En la Atenas clásica había también ricos, pero eran otro tipo de ricos. Entre el esclavo y su señor mediaba una habitación, y entre ese señor mesos —clase media— y el rico mediaban unas manzanas y unos terrenos. El rico debía bajar a la calle, parlamentar en la plaza y defender la muralla. El rico era, en fin, uno más. Y se le exigía solidaridad: banquetes, armas, obras, etc. Banquetes en los que comía, armas con las que batallaba y obras que admiraba… la ciudad. ¡Ay del rico que no fuese generoso! Caería sobre él Némesis, la diosa que castigaba la desmesura pues ella era el modelo de justicia retributiva y solidaridad. No cabía mayor traición que la del que marchaba, que la del que dejaba en la estacada a sus conciudadanos.
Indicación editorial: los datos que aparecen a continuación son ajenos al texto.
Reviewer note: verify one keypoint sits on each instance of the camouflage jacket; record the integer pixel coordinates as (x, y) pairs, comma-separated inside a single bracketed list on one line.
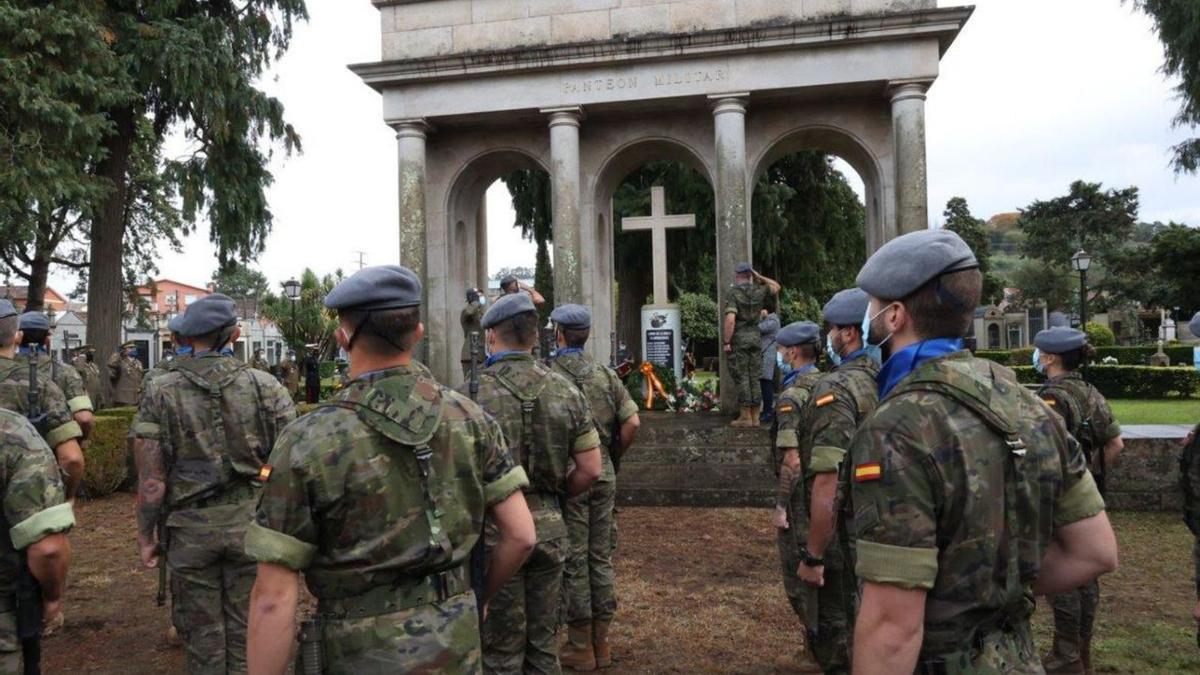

El traidor no es que no fuese solidario, sino que ya no lo era con la polis; tan solo lo era con un grupo mucho más escuálido, un grupo que se reducía a uno, él mismo. No obstante, esto ya es otra cosa.

A la vista de lo expuesto, habría que reformular la sentencia liberal: «dejen hacer y dejen pasar, que ahora yo voy solo». Añado: ahora que ya no os necesito.